How to Keep Characters and Products Consistent Across Scenes
Character drift is the #1 tell of amateur AI video. Here's how subject references, anchor tokens, and reference-guided generation keep the same person, product, or logo identical from scene to scene.
Watch enough AI video and you’ll spot the giveaway instantly: the “hero” is a slightly different person in every shot, the product’s logo morphs, the mascot’s colors drift. Consistency — keeping the same subject visually identical across scenes — is what separates a real production from a string of unrelated clips. Here’s how to get it.
Why drift happens
Most AI video tools generate each clip in isolation. The model has no memory that scene 4’s barista is the same person as scene 1’s, so it re-imagines her — different face, different apron, different hair. The same goes for products (a re-synthesized can with a garbled wordmark) and logos. Drift isn’t a prompt problem you can fully fix with adjectives; it’s an architecture problem that needs a reference system.
The three-layer fix
A pipeline that takes consistency seriously uses three reinforcing layers:
- Anchor tokens — a compact, canonical description of the subject (identity, defining features, wardrobe) that gets pasted into every prompt featuring them.
- A canonical reference image — one approved image of the subject that the model is shown when generating each scene, so it matches a fixed visual, not just words.
- Consistency review — an automated cross-scene check that flags identity, color, and style drift so it can be regenerated before it ships.
Wavemaker runs all three automatically. Here’s how to make the most of them.

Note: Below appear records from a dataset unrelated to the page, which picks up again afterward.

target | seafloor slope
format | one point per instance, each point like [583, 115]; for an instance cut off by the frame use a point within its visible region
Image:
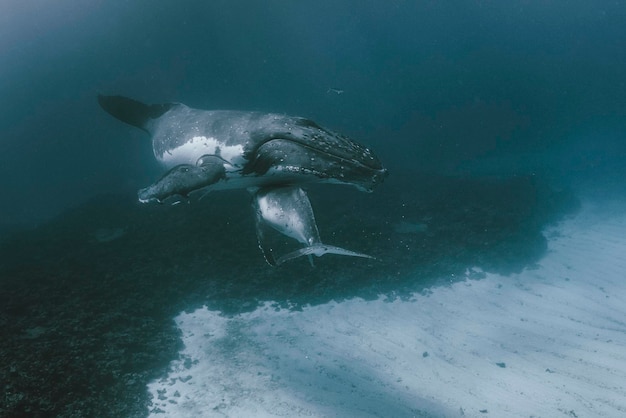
[88, 300]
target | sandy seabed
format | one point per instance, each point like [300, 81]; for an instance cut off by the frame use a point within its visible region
[548, 342]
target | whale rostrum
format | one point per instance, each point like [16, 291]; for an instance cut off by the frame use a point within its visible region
[270, 155]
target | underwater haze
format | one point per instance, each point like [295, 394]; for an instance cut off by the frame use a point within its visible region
[496, 286]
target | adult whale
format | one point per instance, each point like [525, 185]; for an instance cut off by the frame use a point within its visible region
[269, 154]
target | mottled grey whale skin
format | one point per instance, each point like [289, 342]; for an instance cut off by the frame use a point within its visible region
[257, 149]
[271, 155]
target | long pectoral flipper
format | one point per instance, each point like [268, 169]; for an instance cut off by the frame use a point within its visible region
[288, 211]
[184, 179]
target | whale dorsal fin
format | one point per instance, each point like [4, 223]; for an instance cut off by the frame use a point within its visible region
[132, 111]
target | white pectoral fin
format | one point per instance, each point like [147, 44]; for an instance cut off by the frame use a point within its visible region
[319, 250]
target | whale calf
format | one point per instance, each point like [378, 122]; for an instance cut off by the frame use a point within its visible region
[271, 155]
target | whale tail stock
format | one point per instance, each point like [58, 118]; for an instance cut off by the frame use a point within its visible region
[132, 111]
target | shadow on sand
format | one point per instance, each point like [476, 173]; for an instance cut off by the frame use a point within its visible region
[87, 300]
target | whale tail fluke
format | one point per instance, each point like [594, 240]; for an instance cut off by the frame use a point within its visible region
[132, 111]
[319, 250]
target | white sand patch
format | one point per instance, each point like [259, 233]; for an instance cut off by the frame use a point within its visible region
[549, 342]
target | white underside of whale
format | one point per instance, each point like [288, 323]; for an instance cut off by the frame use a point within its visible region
[200, 145]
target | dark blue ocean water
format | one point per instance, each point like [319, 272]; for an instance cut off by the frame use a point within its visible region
[429, 85]
[494, 115]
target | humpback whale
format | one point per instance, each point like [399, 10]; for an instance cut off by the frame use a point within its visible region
[271, 155]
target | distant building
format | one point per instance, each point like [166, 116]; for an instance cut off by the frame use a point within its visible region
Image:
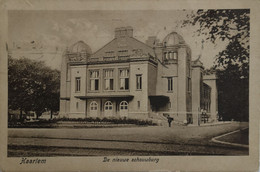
[129, 78]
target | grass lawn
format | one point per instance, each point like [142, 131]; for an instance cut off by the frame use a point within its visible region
[240, 137]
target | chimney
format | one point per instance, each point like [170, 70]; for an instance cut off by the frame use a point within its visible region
[124, 32]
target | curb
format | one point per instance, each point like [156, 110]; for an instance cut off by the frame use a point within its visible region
[214, 139]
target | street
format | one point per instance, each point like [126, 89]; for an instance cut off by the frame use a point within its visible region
[152, 140]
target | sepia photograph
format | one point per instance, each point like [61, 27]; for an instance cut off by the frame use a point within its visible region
[129, 85]
[151, 83]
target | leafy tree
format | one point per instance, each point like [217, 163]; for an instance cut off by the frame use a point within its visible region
[32, 86]
[231, 64]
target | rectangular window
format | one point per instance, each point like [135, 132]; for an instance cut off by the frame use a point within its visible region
[94, 80]
[175, 56]
[189, 85]
[138, 104]
[77, 105]
[170, 84]
[109, 80]
[138, 82]
[77, 87]
[124, 79]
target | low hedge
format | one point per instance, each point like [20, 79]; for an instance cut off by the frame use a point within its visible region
[84, 120]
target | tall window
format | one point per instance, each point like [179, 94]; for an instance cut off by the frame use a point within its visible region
[108, 105]
[77, 87]
[123, 105]
[170, 55]
[94, 80]
[109, 81]
[170, 84]
[93, 105]
[138, 82]
[188, 84]
[124, 79]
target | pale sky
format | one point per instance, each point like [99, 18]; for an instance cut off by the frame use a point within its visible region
[96, 28]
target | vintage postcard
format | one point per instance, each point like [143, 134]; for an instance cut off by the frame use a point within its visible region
[129, 85]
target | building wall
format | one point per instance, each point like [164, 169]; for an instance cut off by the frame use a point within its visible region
[196, 88]
[154, 72]
[78, 106]
[139, 68]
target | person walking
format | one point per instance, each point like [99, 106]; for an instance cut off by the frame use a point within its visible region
[170, 119]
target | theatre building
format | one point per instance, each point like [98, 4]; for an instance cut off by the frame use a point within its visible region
[129, 78]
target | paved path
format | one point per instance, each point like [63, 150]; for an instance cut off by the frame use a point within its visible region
[178, 140]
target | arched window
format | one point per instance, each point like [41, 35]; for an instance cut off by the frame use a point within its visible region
[93, 105]
[123, 105]
[108, 105]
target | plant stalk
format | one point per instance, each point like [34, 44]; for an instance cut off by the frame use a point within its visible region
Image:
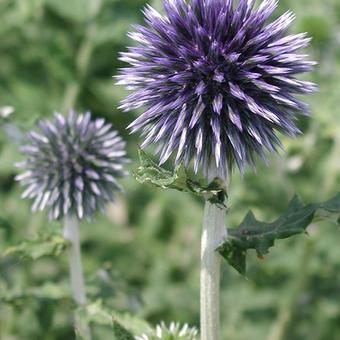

Step 1: Develop each recurring subject
When a person, product, mascot, or logo appears in more than one scene, it should be a subject with its own reference — not re-generated each time. Two ways to seed it:
- From a real photo (best for products, logos, real people). Upload a clean photo or paste your product/brand URL so the real image is scraped. Real source pixels keep wordmarks and packaging accurate — a synthesized logo almost always garbles the text.
- From a description (for invented characters). Give a specific identity (“Maya, mid-20s barista, short curly hair, green apron”) and the pipeline develops a canonical reference and reuses it.
Step 2: Name subjects consistently in your brief
Use the same name every time you reference a subject (“Maya,” not “the barista” in one scene and “a worker” in another). Consistent naming lets the pipeline match the reference to the right scenes. Vague, varying references are what let drift back in.
Step 3: Prefer real photos for anything branded
For products, packaging, and logos, a real photo used as a reference beats any generated version — the model reproduces the actual shape, color, and text instead of approximating it. If you have a product page, that URL is the easiest way in (see Turn a Website URL Into a Branded Video).
Step 4: Let the consistency review catch what slips
Even with references, a scene can drift. A good pipeline reviews scenes against each other and flags identity/color/style problems, then regenerates the offenders. You don’t have to eyeball every frame — but you can read the per-scene review verdicts and ask for a targeted fix: “scene 3’s product label is wrong — regenerate it.”
Step 5: Reuse identities across a campaign
Consistency isn’t just within one video. Recurring identities live in your subject library, so the same mascot or spokesperson can anchor an entire campaign — video after video — without re-developing them each time. This is how you build a recognizable visual world instead of one-off clips.
Don’t forget voice
Visual consistency has an audio twin. Design a narrator voice once and it’s reused; in multi-character dialogue, each character gets a distinct, contrasting voice that stays stable across scenes — so the same character doesn’t suddenly sound different in shot six.
The payoff
Consistency is a force multiplier: it’s what makes AI video usable for real brand work, recurring characters, and campaigns rather than one-off experiments. Develop your subjects once, name them consistently, lean on real photos for anything branded, and let the review loop clean up the rest.
Try it with a recurring character or product → — or learn the prompt craft in 12 Prompting Tips for Better AI Video.
Frequently asked questions
- Why do characters change between scenes in AI video?
- Most tools generate each clip independently, so the model re-invents faces, wardrobe, and products every time. The fix is a subject-reference system: capture a canonical reference for each recurring subject once, then inject it into every scene that features it.
- How do I keep the same product looking identical across shots?
- Develop the product as a subject from a real photo (upload one or paste your product URL so it's scraped) and let the pipeline use it as a reference in every scene. Real source photos beat synthesized approximations for logos, wordmarks, and packaging.
- Can I reuse a character across multiple videos?
- Yes. Recurring identities live in your subject library and can be imported into new videos or workspaces, so a mascot or spokesperson stays consistent across an entire campaign.
- What about voice consistency?
- Design a voice once and the pipeline reuses it; for multi-character dialogue each character gets a distinct, contrasting voice that persists across scenes.